Much as I despise the situation, it's pretty much a mandatory requirement these days to have a degree to get started is almost any career.
I was in a similar position to you in that before I went to university I was already designing plenty of hardware and programming in assembly language as well as higher level languages, which in those days was ALGOL and BASIC (don't laugh!).
I learned almost nothing practically speaking at university. The exception was to gain a grounding of how to properly write software for high level languages (rather than hack it). Two of the three computer language courses were frankly useless (FORTRAN and COBOL). The useful one was Pascal. Electronics-wise, I learned nothing practical I didn't know already. I did learn how to solve calculus problems in more ways than you could shake a stick at... but in 35+ years I've only very, very, very rarely used that skill.
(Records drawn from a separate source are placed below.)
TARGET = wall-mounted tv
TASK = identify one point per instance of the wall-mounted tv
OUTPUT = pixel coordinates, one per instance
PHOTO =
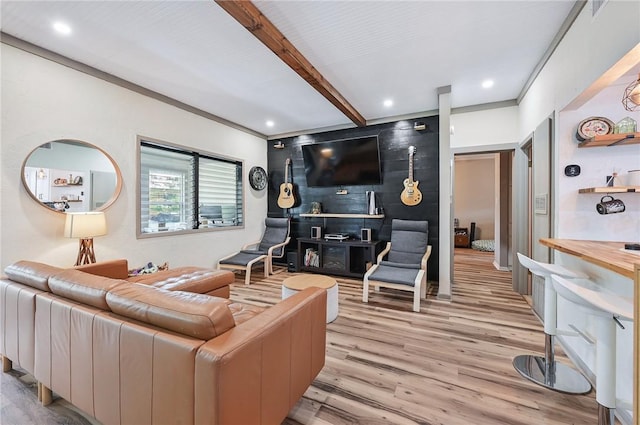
(345, 162)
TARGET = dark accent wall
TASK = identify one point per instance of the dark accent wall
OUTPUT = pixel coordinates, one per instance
(394, 140)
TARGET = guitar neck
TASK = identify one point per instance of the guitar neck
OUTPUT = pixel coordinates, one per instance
(286, 171)
(411, 167)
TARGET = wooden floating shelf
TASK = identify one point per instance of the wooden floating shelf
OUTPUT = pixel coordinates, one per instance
(611, 189)
(327, 215)
(611, 140)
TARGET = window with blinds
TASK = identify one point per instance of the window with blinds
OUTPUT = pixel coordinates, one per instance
(186, 190)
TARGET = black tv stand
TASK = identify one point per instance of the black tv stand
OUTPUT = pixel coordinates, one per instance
(351, 257)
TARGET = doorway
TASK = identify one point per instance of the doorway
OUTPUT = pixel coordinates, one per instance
(482, 203)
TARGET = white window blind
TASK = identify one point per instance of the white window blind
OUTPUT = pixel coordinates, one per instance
(183, 190)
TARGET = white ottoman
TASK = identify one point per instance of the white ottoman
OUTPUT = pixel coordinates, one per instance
(294, 284)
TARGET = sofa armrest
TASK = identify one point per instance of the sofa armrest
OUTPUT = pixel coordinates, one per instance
(115, 269)
(269, 361)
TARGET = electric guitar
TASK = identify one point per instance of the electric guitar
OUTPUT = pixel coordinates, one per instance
(411, 195)
(286, 198)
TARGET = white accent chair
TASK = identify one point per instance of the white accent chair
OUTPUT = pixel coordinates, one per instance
(608, 310)
(545, 371)
(406, 266)
(275, 238)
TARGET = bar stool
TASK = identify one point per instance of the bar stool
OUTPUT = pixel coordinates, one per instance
(545, 370)
(607, 309)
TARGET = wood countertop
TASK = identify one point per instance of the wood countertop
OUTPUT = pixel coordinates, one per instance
(609, 255)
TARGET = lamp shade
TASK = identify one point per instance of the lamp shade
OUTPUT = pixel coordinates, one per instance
(85, 225)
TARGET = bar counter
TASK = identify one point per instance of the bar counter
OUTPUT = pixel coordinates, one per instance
(609, 255)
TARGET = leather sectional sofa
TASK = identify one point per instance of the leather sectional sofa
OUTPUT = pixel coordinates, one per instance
(157, 352)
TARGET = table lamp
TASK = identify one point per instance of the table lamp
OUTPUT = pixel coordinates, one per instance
(85, 225)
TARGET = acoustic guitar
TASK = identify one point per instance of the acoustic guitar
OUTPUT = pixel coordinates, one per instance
(286, 198)
(411, 195)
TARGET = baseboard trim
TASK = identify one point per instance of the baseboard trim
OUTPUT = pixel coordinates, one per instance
(444, 297)
(501, 268)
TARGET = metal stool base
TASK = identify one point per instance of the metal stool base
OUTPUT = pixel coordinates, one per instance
(558, 377)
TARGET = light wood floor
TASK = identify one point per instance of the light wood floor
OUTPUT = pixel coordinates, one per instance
(449, 364)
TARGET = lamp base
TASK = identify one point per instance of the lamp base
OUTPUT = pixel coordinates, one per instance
(85, 253)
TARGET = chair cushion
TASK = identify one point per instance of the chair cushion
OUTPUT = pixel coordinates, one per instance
(401, 275)
(242, 258)
(401, 265)
(409, 240)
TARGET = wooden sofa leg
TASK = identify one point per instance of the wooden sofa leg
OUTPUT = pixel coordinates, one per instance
(7, 364)
(46, 395)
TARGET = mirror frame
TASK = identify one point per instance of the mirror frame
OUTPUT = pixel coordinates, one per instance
(110, 201)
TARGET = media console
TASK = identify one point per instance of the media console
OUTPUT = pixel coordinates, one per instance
(350, 257)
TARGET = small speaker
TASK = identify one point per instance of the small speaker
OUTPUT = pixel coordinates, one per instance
(292, 261)
(316, 232)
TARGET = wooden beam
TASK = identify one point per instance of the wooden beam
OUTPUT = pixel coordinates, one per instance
(248, 15)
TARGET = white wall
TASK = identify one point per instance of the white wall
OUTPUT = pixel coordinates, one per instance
(577, 215)
(43, 101)
(487, 127)
(590, 48)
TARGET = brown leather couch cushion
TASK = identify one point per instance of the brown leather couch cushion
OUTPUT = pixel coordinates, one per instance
(31, 274)
(115, 269)
(84, 287)
(195, 315)
(190, 279)
(242, 312)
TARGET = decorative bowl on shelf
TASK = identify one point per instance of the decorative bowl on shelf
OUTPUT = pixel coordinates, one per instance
(594, 126)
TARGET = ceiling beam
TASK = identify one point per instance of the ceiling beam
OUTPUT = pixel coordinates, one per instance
(248, 15)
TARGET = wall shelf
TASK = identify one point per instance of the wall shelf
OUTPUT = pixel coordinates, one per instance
(328, 215)
(611, 140)
(611, 189)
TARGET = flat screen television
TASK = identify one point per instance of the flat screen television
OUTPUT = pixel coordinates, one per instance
(347, 162)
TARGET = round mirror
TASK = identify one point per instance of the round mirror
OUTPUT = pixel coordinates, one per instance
(71, 176)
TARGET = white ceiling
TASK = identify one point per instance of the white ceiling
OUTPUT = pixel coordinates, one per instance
(194, 52)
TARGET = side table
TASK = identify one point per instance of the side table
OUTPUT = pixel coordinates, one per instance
(294, 284)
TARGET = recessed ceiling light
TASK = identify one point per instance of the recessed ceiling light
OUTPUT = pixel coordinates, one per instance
(62, 28)
(487, 84)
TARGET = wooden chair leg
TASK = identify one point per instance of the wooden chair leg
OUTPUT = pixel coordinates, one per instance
(46, 395)
(365, 291)
(7, 364)
(416, 297)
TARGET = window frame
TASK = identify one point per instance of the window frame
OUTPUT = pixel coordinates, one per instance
(196, 152)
What I did gain were three letters after my name, and that opened doors that would definitely never have been opened otherwise.
The odd electronics jobs I did prior to my degree were pure grunt work, like tidying up the stores. It was, however, perfectly plausible in those days to work your way up, usually in a rather unstructured way. Nowadays, it's much harder to do that: you can thank the modern-day HR box-tickers for that, plus that everyone and their dog has a degree.
I agree with the other posters, I implore you to continue.
Before I am done though, how does this bullying manifest itself? Frankly, once you're at university age that sort of childish nonsense should've evaporated. If it pervades it's merely a reflection on the lack of maturity of the perpetrators.